| I started to use WinHTTrack one year ago. I recon that
WinHTTrack is
the best of the site-downloader by now.
But I am wondering how to handle the following
situations:
1) Site with session id.
(This has been already mentioned by Julio
and Peter Drakes.)
It seems no solution by now.
2) In the option "Expert Only" item "Travel
Mode", the smallest scope
of downloading is "Stay in same directory".
If a site has the following paging
structure, like
<http://www.aaaa.com/news.asp>
(2-1)
<http://www.aaaa.com/history.asp>
(2-2)
<http://www.aaaa.com/product.asp>
(2-3)
This assumes that there are several sections
in that site. So, for
"history" section, there are serial pages
like:
<http://www.aaaa.com/history.asp?subid=0001> (2-4)
<http://www.aaaa.com/history.asp?subid=0002> (2-5)
...
My question is that, I only want "history"
part including its main
page and each content pages (2-2),(2-4), (2-
5),...
By now, the only solution is by
using "Exclude" in option tab "Scan
Rules" in which I need to put every link I
do not want, like
excluding "*news*", "*product*". If the site
has big amount of
sections, I will be crazy after I exclude
all others.
Do you have any good solutions?
3) Use 2)'s example.
How can I get only one page, like (2-2)? The current solution seems to use
"Maximum
mirroring depth" and
set it to be the value of 2. (value 1 for
only html file without
pictures).
What's the logic in this situation? Why it does not work for downloading 2
levels of pages by using
"Maximun mirroring depth" value of 4? (As it
is reasonable for
guessing the logic that one level on value 2
then two levels on
value 4)
4) Use 2)'s example.
How can I download only pages like (2-4) and
(2-5) without
downloading page (2-2)? WinHTTrack does not have the logic:
"Include" the link containing "history.asp?subid=",
but will at the same time
"Exclude" the links containing "history.asp"
How can it be improved?
Currently (version 3.04), if I use the above
logic, the result
will return NO pages.
5) How to download the content from a linking
page? E.g. if a page
<http://www.aaaa.com/article_links.html> has various
external links to other sites for articles,
how can I download
only other sites' articles without other
content of the linked
sites?
I don't think by using "Maximun mirroring
depth" is a good
solution.
6) I found that if I use WinHTTrack to download
dynamic web pages
(like asp, jsp, pl,... with dynamic server
behind), it actually
parses the pages one by one -- very slow.

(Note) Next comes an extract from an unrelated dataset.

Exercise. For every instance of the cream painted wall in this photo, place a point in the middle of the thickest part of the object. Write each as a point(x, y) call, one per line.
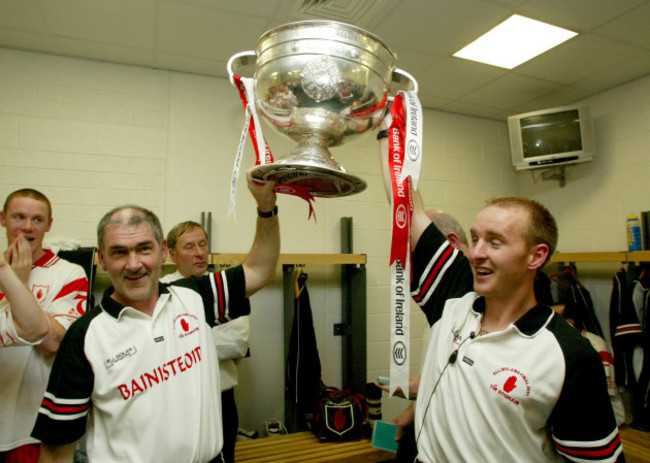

It seems the setting of "Number of
connections" in option
"Flow control" tab does not work in this
case. The problem is
that those each dynamic page's response time
is normally quite
long, so the whole downloading of the
WinHTTrack from such
dynamic sites is very, very, very slow.
I hope the above mentioned can give you some ideas. If
WinHTTrack
can get through with them, I think it would be the
real king of
site downloaders.
Alan
| |